Others aren't so sure--including the peer-review group that ultimately
gave
the trial a thumbs-up. "A lot of people are skeptical about whether it
will
be possible at the end of a large trial like this to sort out the cause
and
effect when people cycle through different treatments," acknowledges
Killen.
And the link may be further blurred because Esprit will recruit people
who
have suffered relatively modest immune damage from HIV and thus are more
likely to respond to the immune booster; to be eligible, HIV-infected
people
must have at least 300 CD4 cells per millimeter of blood at the trial's
start. (The normal range is 600 to 1200.) As a result, it may take
longer
than 5 years to see enough AIDS-related disease and death to determine
conclusively whether IL-2 helps. "You could be holding your breath a
long
time," says Robert Schooley of the University of Colorado Health
Sciences
Center in Denver, who heads the AIDS Clinical Trials Group (ACTG), an
NIAID-supported network that conducts most trials of AIDS drugs.

The fact that ACTG will not be running this trial is another point of
contention. James Neaton of the University of Minnesota, Minneapolis, a
biostatistician who is Esprit's principal investigator, says he couldn't
interest ACTG. "People I worked with [in the ACTG] wanted to
participate,
but they couldn't get approval from the executive committee," says
Neaton.
Schooley explains that not only would the expense overwhelm the ACTG's
budget, but ACTG is already conducting a smaller scale trial of IL-2 in
sicker patients. "Our feeling is it really offers more to people with
advanced disease," he says. (Indeed, Chiron last month launched a large
efficacy trial of the treatment in people with 50 to 300 CD4s.) Schooley
also questions whether patients with relatively high CD4 counts will
choose
this toxic and expensive drug. "If you have 700 CD4s, you're going to do
well for a long time," says Schooley.

Neaton also considered another NIAID-sponsored clinical trials network,
the
Community Programs for Clinical Research on AIDS (CPCRA), but it did not
have enough sites to recruit the needed number of patients. So, on
advice
from NIAID, he turned to a mechanism that is rarely used to fund large
clinical trials: He submitted an investigator-initiated, "R01" grant.
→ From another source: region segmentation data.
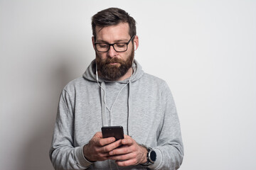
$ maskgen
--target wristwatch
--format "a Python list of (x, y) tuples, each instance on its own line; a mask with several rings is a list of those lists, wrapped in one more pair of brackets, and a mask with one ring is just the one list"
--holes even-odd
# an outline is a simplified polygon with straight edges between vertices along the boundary
[(142, 164), (142, 166), (149, 166), (153, 164), (156, 160), (156, 152), (151, 147), (146, 147), (147, 149), (146, 153), (146, 162)]

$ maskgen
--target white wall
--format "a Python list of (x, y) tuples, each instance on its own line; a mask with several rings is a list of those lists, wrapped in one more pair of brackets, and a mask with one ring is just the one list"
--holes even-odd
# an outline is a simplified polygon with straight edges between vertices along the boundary
[(255, 1), (0, 0), (0, 169), (53, 169), (62, 88), (94, 58), (90, 18), (137, 21), (136, 57), (165, 79), (185, 147), (181, 169), (255, 169)]

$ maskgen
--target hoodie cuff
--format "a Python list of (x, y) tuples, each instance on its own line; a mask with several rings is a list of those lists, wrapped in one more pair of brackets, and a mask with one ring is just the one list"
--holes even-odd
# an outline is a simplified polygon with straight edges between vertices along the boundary
[(89, 167), (93, 162), (91, 162), (85, 159), (85, 155), (83, 154), (83, 146), (79, 147), (78, 149), (75, 151), (75, 155), (78, 158), (78, 162), (80, 166), (83, 168)]
[(156, 148), (152, 148), (156, 154), (156, 159), (154, 164), (149, 165), (148, 167), (150, 169), (159, 169), (161, 167), (161, 163), (162, 162), (163, 156), (161, 151)]

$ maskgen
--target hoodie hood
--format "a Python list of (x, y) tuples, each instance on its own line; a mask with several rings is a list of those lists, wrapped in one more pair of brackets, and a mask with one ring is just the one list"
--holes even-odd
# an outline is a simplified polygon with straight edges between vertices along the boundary
[[(96, 63), (95, 60), (94, 60), (91, 64), (89, 65), (87, 69), (86, 69), (85, 72), (83, 74), (82, 76), (90, 81), (93, 81), (99, 84), (99, 88), (100, 88), (100, 98), (101, 98), (101, 108), (102, 108), (102, 126), (112, 126), (112, 108), (114, 106), (114, 103), (119, 97), (120, 92), (122, 89), (126, 86), (128, 86), (128, 98), (127, 98), (127, 103), (128, 103), (128, 113), (127, 113), (127, 135), (130, 135), (129, 130), (132, 128), (132, 123), (131, 123), (131, 117), (132, 117), (132, 101), (130, 99), (132, 98), (132, 83), (139, 80), (140, 78), (142, 77), (144, 74), (144, 72), (142, 70), (142, 67), (139, 64), (134, 60), (134, 63), (132, 64), (132, 69), (133, 74), (132, 77), (128, 77), (127, 79), (122, 80), (122, 81), (110, 81), (107, 80), (102, 78), (99, 77), (98, 81), (97, 80), (96, 76)], [(107, 105), (107, 93), (106, 93), (106, 84), (108, 82), (117, 82), (119, 84), (123, 84), (122, 88), (119, 90), (117, 96), (115, 98), (112, 106)]]
[[(144, 74), (144, 71), (142, 70), (142, 66), (138, 63), (138, 62), (134, 60), (134, 63), (132, 64), (133, 74), (132, 76), (131, 81), (132, 83), (139, 79)], [(92, 60), (89, 67), (87, 68), (85, 72), (82, 74), (82, 76), (89, 81), (97, 82), (96, 79), (96, 63), (95, 60)], [(129, 81), (129, 77), (122, 80), (122, 81), (117, 81), (119, 83), (127, 83)], [(111, 80), (107, 80), (102, 78), (99, 77), (99, 82), (102, 83), (105, 82), (113, 82)]]

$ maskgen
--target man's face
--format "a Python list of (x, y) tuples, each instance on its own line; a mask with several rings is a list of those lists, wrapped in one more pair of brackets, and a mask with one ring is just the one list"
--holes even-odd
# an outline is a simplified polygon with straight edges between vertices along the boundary
[[(127, 23), (103, 28), (96, 27), (96, 41), (92, 42), (127, 42), (131, 36), (129, 35), (129, 25)], [(128, 44), (125, 52), (116, 52), (112, 46), (105, 52), (96, 52), (96, 62), (100, 76), (110, 80), (118, 80), (127, 73), (132, 67), (134, 56), (134, 49), (132, 41)]]

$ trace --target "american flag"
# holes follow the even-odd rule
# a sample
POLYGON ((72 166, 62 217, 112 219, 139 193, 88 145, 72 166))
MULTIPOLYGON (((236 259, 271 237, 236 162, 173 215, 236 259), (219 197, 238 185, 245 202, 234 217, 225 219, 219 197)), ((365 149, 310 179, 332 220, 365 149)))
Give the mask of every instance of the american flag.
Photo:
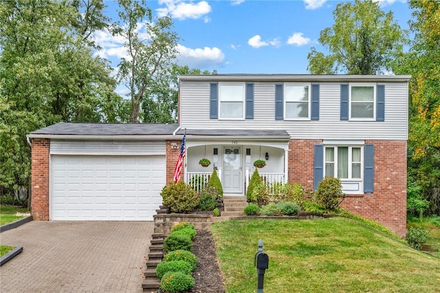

To help avoid the perceived conflict-of-interest issues raised by
Fauci's
patent, the ad hoc "study section" of peers set up to evaluate the
proposal
was convened by the National Cancer Institute, not NIAID. "I can tell
you
for a fact that Tony had no influence whatsoever on the process of
review or
the decision about the funding of this," says Killen. Lane, who did help
design the trial, says National Institutes of Health lawyers gave him a
waiver for that purpose.

Unlike ACTG and CPCRA, study sections evaluate proposals behind closed
doors. But interviews with members of the study section and documents
provided by Neaton suggest that it received a rigorous review. When the
study section first evaluated the proposal in June 1998, it gave it a
score
of 322, which put it in the unfundable 59.3 percentile. Among the many
concerns listed by the study section was "whether the study as currently
designed will result in interpretable data." Another sensitive topic was
that some testing would be done in poor countries that may not be able
to
afford IL-2 if it is found to work: Three treatment cycles cost at least
$5000.

The same study section considered a revised proposal 8 months later, and
although it still noted "several weaknesses," it deemed the trial design
"significantly improved." This time around, it earned a priority score
of
178, placing it in the 18.1 percentile, an excellent ranking. On 16
September, NIAID formally announced that it would fund the trial.
Leading
clinicians in the United States (including those with the CPCRA),
Canada,
Europe, Australia, Greece, Israel, Thailand, and Argentina will
participate.

Even if the treatment itself doesn't pan out, Neaton thinks the trial
could
have an important benefit: to show how "large, simple trials" that
mirror
real-world situations can answer tough questions. "I'm hoping to make
this a
model for how other research is done," he says.